II.neither to have it altered nor to have it delivered to her home.
it's good and very applicable.
To find the probability that a family in Adentan owns either a color television set, a video cassette recorder, or both, you need to use the concept of probabilities union.
1. Given that the probability of owning a color television set is 0.87, the probability of owning a video cassette recorder is 0.36, and the probability of owning both is 0.29, you can calculate the probability of owning either one or the other or both.
To calculate the probability of owning one or the other, you can add the probabilities of owning a color television set and owning a video cassette recorder and subtract the probability of owning both. Mathematically, it can be represented as:
P(owning one or the other) = P(owning a color television set) + P(owning a video cassette recorder) - P(owning both)
= 0.87 + 0.36 - 0.29
= 0.94
Therefore, the probability that a randomly chosen family in Adentan owns either a color television set, a video cassette recorder, or both is 0.94.

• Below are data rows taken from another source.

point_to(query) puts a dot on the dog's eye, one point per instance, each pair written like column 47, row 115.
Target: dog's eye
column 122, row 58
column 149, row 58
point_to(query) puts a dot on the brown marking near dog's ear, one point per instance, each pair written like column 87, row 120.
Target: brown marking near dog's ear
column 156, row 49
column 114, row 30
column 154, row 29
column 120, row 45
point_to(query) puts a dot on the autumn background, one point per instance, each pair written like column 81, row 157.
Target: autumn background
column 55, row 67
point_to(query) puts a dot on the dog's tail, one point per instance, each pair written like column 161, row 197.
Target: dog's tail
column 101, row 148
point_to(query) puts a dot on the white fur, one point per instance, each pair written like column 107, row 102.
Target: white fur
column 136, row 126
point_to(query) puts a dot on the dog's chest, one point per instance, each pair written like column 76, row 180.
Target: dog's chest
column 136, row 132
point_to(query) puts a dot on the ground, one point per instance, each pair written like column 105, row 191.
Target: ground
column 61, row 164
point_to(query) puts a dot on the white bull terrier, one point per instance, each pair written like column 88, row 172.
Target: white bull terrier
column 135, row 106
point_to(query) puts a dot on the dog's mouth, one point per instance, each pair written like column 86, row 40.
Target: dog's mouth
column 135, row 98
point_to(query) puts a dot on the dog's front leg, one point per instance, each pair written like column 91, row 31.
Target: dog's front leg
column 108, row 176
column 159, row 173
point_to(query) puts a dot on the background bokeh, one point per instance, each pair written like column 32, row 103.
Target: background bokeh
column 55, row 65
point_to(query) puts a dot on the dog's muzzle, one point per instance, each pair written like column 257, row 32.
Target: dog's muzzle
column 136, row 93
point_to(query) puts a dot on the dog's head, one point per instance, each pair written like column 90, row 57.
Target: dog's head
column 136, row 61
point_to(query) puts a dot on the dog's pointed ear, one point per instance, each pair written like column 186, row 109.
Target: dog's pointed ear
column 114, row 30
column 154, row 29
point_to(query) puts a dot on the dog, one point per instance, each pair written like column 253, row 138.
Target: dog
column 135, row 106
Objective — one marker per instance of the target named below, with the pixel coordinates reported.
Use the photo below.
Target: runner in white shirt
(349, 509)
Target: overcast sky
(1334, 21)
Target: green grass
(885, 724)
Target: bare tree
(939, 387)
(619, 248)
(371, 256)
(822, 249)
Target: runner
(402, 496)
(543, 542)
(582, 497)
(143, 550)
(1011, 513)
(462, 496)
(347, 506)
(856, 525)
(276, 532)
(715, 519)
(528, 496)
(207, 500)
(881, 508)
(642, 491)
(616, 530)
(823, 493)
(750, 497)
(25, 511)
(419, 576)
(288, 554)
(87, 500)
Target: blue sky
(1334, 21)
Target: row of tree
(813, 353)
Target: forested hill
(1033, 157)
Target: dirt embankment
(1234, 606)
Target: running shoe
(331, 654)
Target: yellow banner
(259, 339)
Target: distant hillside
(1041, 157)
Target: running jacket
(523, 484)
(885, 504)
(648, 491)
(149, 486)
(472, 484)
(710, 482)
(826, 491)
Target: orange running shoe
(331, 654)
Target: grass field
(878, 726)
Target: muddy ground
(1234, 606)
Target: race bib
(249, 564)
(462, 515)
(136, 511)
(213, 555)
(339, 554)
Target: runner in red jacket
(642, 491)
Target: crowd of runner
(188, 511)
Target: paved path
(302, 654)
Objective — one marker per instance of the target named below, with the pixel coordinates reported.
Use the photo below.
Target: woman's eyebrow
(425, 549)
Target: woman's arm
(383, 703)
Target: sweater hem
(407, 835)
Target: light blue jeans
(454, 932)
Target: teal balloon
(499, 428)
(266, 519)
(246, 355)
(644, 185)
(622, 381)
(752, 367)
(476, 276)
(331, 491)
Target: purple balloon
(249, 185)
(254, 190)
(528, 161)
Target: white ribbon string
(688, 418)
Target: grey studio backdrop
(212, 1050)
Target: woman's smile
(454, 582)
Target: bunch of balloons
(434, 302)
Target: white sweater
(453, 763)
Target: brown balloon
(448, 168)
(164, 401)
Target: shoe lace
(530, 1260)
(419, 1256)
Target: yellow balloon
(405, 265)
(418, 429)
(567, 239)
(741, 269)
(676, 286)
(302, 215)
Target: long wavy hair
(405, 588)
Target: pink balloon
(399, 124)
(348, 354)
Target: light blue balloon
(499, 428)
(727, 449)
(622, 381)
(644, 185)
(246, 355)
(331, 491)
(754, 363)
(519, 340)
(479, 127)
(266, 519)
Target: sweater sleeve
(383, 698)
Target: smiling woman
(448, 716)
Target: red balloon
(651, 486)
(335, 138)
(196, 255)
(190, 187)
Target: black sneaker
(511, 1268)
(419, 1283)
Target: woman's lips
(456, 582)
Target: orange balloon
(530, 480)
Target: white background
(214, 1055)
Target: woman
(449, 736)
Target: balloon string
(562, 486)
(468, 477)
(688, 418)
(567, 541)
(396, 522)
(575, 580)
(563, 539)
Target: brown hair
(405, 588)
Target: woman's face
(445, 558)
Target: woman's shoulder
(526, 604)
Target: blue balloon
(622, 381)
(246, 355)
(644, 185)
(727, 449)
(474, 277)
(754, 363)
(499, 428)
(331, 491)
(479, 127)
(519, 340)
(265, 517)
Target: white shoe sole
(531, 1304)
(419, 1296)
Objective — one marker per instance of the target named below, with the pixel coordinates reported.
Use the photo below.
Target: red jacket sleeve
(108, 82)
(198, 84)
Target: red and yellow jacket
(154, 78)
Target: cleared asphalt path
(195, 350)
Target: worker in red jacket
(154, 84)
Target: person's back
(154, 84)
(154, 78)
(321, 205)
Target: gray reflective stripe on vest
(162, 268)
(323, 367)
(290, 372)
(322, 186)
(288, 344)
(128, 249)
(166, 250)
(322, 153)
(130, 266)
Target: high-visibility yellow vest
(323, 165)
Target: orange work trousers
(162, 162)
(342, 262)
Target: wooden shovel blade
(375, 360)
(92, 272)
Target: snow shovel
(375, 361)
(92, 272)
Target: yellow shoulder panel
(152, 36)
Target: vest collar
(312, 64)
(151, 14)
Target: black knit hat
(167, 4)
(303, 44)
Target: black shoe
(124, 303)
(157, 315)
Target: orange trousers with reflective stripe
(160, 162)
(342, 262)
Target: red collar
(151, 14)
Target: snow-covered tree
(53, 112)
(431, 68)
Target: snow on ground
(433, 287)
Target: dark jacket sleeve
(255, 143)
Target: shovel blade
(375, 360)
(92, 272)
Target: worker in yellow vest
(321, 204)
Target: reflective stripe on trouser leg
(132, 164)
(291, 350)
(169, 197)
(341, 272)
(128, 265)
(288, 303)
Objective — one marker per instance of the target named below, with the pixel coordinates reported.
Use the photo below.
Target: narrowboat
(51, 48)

2. To find the probability that a woman shopping in the store will ask to have the dress altered or have it delivered to her home:
I. To have the dress altered or delivered, you need to calculate the probability of either event occurring. Therefore, you can add the probabilities of asking for alterations and asking for delivery and subtract the probability of asking for both. Mathematically, it can be represented as:
P(alterations or delivery) = P(ask for alterations) + P(ask for delivery) - P(ask for both)
= 0.65 + 0.32 - 0.21
= 0.76
Therefore, the probability that a woman shopping in the store will ask to have the dress altered or have it delivered is 0.76.
II. To find the probability of neither asking for alterations nor delivery, you need to find the complement of the probability of asking for either alterations or delivery. In other words:
P(neither alterations nor delivery) = 1 - P(alterations or delivery)
= 1 - 0.76
= 0.24
Therefore, the probability that a woman shopping in the store will neither ask for alterations nor delivery is 0.24.